Poco dopo la fine dei miei studi all’A.A. Schumacher mi ha proposto di unirmi a Zaha Hadid Architects per avviare un gruppo di ricerca. All’inizio si trattava soprattutto di riorganizzare gli archivi digitali dello studio, ma nel tempo CODE si è evoluto fino a diventare quello che è oggi. Ci concentriamo sul computational design, studiando tecnologie che sono almeno tre o quattro anni in anticipo rispetto a quelle utilizzate in questo momento nel mondo della costruzione e da Zaha Hadid Architects. Di fatto, il nostro compito è quello di stimolare un continuo rinnovamento delle soluzioni adottate dallo studio. Zaha Hadid era criticata spesso per la sua fossilizzazione su un unico stile, ma la realtà è che siamo in evoluzione perpetua. Siamo uno studio agile, aperto agli stimoli bottom-up delle nuove generazioni che si uniscono a noi.
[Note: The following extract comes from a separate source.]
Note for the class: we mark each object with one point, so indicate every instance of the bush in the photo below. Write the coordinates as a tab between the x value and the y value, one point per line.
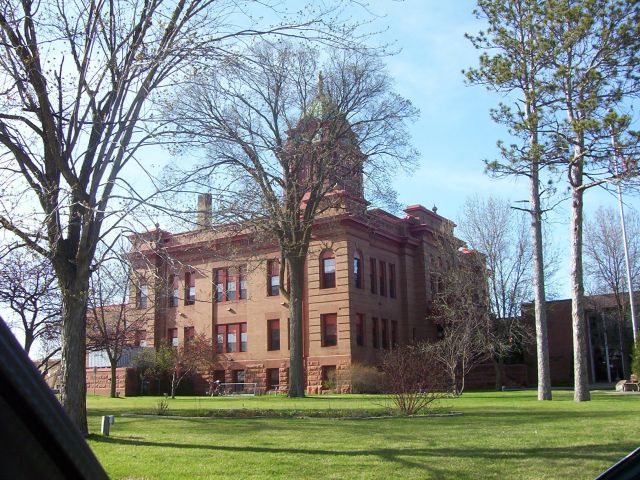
414	379
162	407
366	379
La mia generazione, quella di CODE, sta definendo un nuovo insieme di strumenti di rappresentazione e un nuovo network di consulenti e di fornitori, diverso e aggiornato rispetto a quello della generazione precedente, che per intenderci è quella che ha costruito il MAXXI. CODE è un gruppo molto piccolo in uno studio di più di 500 persone, ma vogliamo anche noi essere il “nuovo Bauhaus” e rifondare le regole del gioco.
Parlerei di Striatus Bridge proprio a partire dalla questione dello stile. Nella tua presentazione alla stampa hai sottolineato a più riprese che le forme sinuose non sono fini a sé stesse, ma sono necessarie per ottimizzare il processo di stampa e la resistenza strutturale. Ce ne parli?
Esattamente. Striatus Bridge non deriva dallo “schizzo sul tovagliolo” fatto da un architetto, che poi altri ingegneri e specialisti si sono occupati di far funzionare. Da Zaha Hadid Architects abbiamo recepito molto seriamente le critiche al linguaggio riconoscibile, al limite esuberante delle nostre architetture. È importante spiegare che non si tratta di forme gratuite, ma della trascrizione coerente del nostro approccio sperimentale nelle tre dimensioni della realtà costruita. Striatus Bridge è paradigmatico di come questo linguaggio architettonico si possa rivelare di fatto necessario sia in sede di produzione, perché la stampa 3D si presta meglio alla realizzazione di forme curve, sia sul piano strutturale, perché migliora la distribuzione dei carichi. Stiamo ricercando un linguaggio che sia comune all’architettura, all’ingegneria strutturale e al campo delle computer graphics, un linguaggio che possa enfatizzare le qualità di tutte le discipline che lavorano congiuntamente al progetto.
Insisti molto sulla multidisciplinarità come requisito fondamentale del progetto contemporaneo.
Si, e credo che l’esperienza di Striatus Bridge dimostri la validità di questo approccio. Si tratta di una vera e propria esperienza di integrated architecture, che ha coinvolto team di esperti di diversi ambiti e provenienti da varie parti del mondo. Malgrado le difficoltà aggiuntive determinate dalla pandemia, siamo riusciti a realizzare un progetto che io ritengo convincente perché affronta allo stesso tempo questioni di carattere stilistico, ambientale – perché le sue forme ottimizzate permettono di risparmiare materia prima, e sociale – perché i suoi tempi di realizzazione davvero ridotti rispondono al fabbisogno urgente di nuove costruzioni che caratterizza oggi alcune parti del mondo. Striatus Bridge è una sorta di “pacchetto olistico” che mostra a che livello di maturità e di complessità sono giunte oggi le riflessioni impostate da Hadid molti decenni fa, e proseguite dal suo studio e oggi anche da CODE.